From experience, I can confirm that if I attend a conference and leave having made no connections, the rating of my overall experience will be lower, even if the educational content was exceptional. And on the other hand, if the educational content was mediocre, but I made some valuable connections, my overall opinion of the conference would still be positive. As an event planner, you want to see your guests connecting with each other as well as engaging in the content or experience that is being presented. Ideally, every delegate would leave saying “I learned so much and met so many great people…”, but sometimes it can be difficult to ensure conference networking actually happens.
Helping to Make Conference Networking Happen
Here are a few suggestions to help you facilitate conference networking and provide an enjoyable experience:
1. Encourage conference networking prior to the conference: If you have the ability and the legal right to share your attendee list, DO IT. Give delegates an opportunity to find out who else will be at the conference and who they might want to network with. If your attendee list is available on a social media platform or interactive webpage, you may also want to give delegates the opportunity to connect with each other in advance via personal messages or social media.
2. Make first time conference attendees feel welcome: Let them know that you are aware that this is their first time and that you are making it one of your objectives to ensure that they meet others and have an enjoyable first experience at your conference. Provide them with information about various events they can choose to attend, what are the best ways to meet people, who will be available on-site to answer their questions, etc. The more comfortable and confident a first-time attendee feels, the more they can focus on conference networking versus figuring out where they should be at what time.
3. Encourage return attendees to network with new people: Create a list of experts, long time volunteers, board members, and other leaders and give them the list of first-time attendees. Remind them that in order to ensure the continued success of the conference, it is crucial that first-time attendees have a good experience. If you identify first time attendees, (for example with ribbons or stickers) this will also make it easier for your return attendees to spot them in a crowd. These regulars need to be reminded to network out of their cliques.
4. Split your delegates into smaller groups: Offer smaller breakout sessions, workshops or discussion group opportunities. Creating small groups will assist your delegates in overcoming the awkwardness that can happen in large plenary sessions.
5. Social Media: Use it. Create event hashtags that can be used during your conference and create discussion groups. This interaction on social media could trigger face to face meetings. To find out more about the importance of face to face meetings, read: How to Create Value for Association Members – Face to Face Networking.

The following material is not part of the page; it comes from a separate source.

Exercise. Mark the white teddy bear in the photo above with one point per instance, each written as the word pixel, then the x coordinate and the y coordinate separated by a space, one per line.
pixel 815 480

6. Plan Happy Hour events: Some of the best conversations and connections happen in relaxed environments. Invite your delegates to meet in a casual atmosphere after the last session of the day. This creates intimate group settings where they can build relationships. Note that by happy hour, I don’t mean that you have to organize events with alcohol. Any afterhours events will provide quality conference networking opportunities and this can include tours to local attractions, a group run, outing to a local event, etc.
7. Create conference networking space: It can be difficult for your guests to find a spot to sit down and network during the conference if during each break period they are holding a plate and a drink in their hands and have nowhere to sit. If your venue allows it, create a small space with seating, tables, lounge furniture, and Wi-Fi, where delegates can sit to relax. Odds are they will be sitting beside someone they don’t know and a conversation may be struck.
To quote a post from the very popular Event Manager Blog Killing the Cliques and Other Networking Tips for a Successful Annual Meeting “Networking and human interaction are what drive your event’s future attendance so it’s crucial you help build connections”.